Children's burial ground, An Baile Beag, Co. Kerry
Co. Kerry |
Burial Grounds
In the townland of An Baile Beag on the Dingle Peninsula, a low stony mound sits against an old field wall with little to distinguish it at a glance from the ordinary fabric of the Kerry landscape.
Yet this modest rise in the ground is a calluragh, a type of unconsecrated burial ground used in Ireland for centuries to inter unbaptised infants.
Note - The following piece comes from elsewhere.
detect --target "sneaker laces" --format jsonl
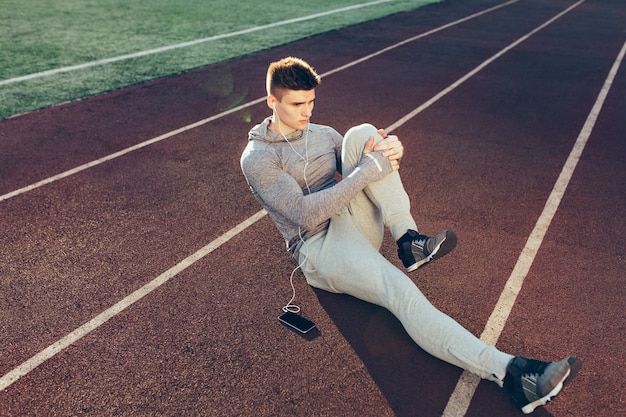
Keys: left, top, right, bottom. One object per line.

Because Catholic doctrine long held that children who died before baptism could not enter consecrated ground, communities created their own quiet alternatives, often in liminal spots, old raths, or, as here, seemingly unremarkable rises in a field.
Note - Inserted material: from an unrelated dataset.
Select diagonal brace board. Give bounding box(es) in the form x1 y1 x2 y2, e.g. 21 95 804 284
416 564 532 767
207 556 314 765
The site takes an irregular semi-circular form, abutting the southern side of an east-west field wall, and measures roughly 14.7 metres east to west and 11.6 metres north to south, rising to somewhere between half a metre and sixty centimetres in height. What makes it particularly curious is that it sits just fifty metres west of another site of the same type in the same townland, and the historical record is genuinely ambiguous about which of the two the older sources intended to describe. The Ordnance Survey Name Books for the Ventry area note only a single calluragh in this townland, leaving the relationship between the two unresolved. The site was identified on what is known as the Fair Plan, an early draft mapping stage, under the name calluragh, but that name never made it onto the published Ordnance Survey editions, so it passed effectively unnamed into the official cartographic record. J. Cuppage documented it in the 1986 Dingle Peninsula archaeological survey, which remains the primary source for the site.